Highlights:
- On Thursday, Blackmores Limited (ASX:BKL) inked a scheme implementation deed with Kirin Holdings Company for the acquisition of 100% of issued share capital of BKL.
- The scheme consideration values BKL equity at nearly AU$1,880 million and at an enterprise value of around AU$1,840 million.
- The scheme is contingent on certain terms and conditions like formal clearance by ACCC, along with consents from the Australian FIRB and the SAMR of the People’s Republic of China.
The natural health solutions provider Blackmores Limited (ASX: BKL) was up 21.422% and was trading at AU$93.240 on Thursday, 27 April 2023, at 11:19 am AEST after it announced inking a scheme implementation deed with Tokyo-headquartered food and beverage, pharma and health science company, Kirin Holdings Company, Limited (TSE:2503) for the acquisition of 100% of issued share capital of BKL through a scheme of arrangement (scheme).
Let’s get acquainted with BKL’s takeover bid from Japanese conglomerate Kirin.
Given the scheme is implemented, BKL’s stakeholders will obtain total cash consideration of AU$95 a security (scheme consideration), less any special dividend declared and paid to BKL stakeholders on or prior to the date of implementation of the scheme.
The scheme consideration values BKL equity at nearly AU$1,880 million and at an enterprise value of around AU$1,840 million and represents a 23.7% premium to the last close price of AU$76.79 (as of 26 April 2023), a 30.5% premium to the 1-month VWAP up to and consisting 6 April 2023 of AU$72.80, a 29.7% premium to the 12-month VWAP up to and comprising 6 April 2023 of AU$73.22 and an implied EV/EBITDA multiple of 23.1x BKL LTM December 2022 underlying EBITDA.
A 100% franked distribution of AU$3.34 a BKL security (conditional on availability of franking credits) special dividend is anticipated to be paid, leading towards franking credits of AU$1.43 a BKL security attached to any such special dividend.
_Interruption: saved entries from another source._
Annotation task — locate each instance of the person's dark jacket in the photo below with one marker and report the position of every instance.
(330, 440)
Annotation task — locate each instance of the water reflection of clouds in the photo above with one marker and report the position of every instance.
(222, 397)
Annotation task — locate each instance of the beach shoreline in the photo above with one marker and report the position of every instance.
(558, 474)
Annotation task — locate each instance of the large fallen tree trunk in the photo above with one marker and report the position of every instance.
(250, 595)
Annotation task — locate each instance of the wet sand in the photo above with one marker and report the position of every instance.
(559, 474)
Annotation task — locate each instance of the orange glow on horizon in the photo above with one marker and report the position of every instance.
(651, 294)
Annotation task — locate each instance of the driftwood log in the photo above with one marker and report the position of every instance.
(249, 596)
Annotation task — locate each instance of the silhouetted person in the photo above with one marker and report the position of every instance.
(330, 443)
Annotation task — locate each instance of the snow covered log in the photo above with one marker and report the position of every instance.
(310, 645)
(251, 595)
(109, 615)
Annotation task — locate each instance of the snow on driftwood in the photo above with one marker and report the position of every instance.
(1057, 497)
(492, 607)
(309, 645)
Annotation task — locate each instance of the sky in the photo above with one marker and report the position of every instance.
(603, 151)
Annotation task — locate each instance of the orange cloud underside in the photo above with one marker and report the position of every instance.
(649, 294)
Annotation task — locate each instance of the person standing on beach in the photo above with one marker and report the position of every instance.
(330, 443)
BKL’s board collectively advised that its stakeholders vote in favour of the scheme if there is no superior proposal and is conditional on an independent expert drawing a conclusion (and continuing to conclude) that the scheme is in the best interests of BKL stakeholders. Every BKL director plans to vote all of the BKL securities he or she has or controls in favour of the scheme contingent on those similar qualifications.
Marcus Blackmore, the biggest stakeholder of BKL, who has or controls nearly 18% of BKL’s ordinary securities outstanding (to date), had notified BKL that he had consented with Kirin to vote 3,516,834 BKL securities held or controlled by him in favour of the scheme, unless otherwise directed by Kirin.
The scheme is contingent on certain terms and conditions, comprising formal clearance by ACCC, along with consent by the Australian FIRB and the SAMR of the People’s Republic of China.
Further, BKL advised that its stakeholders are not required to take any action at this point of time.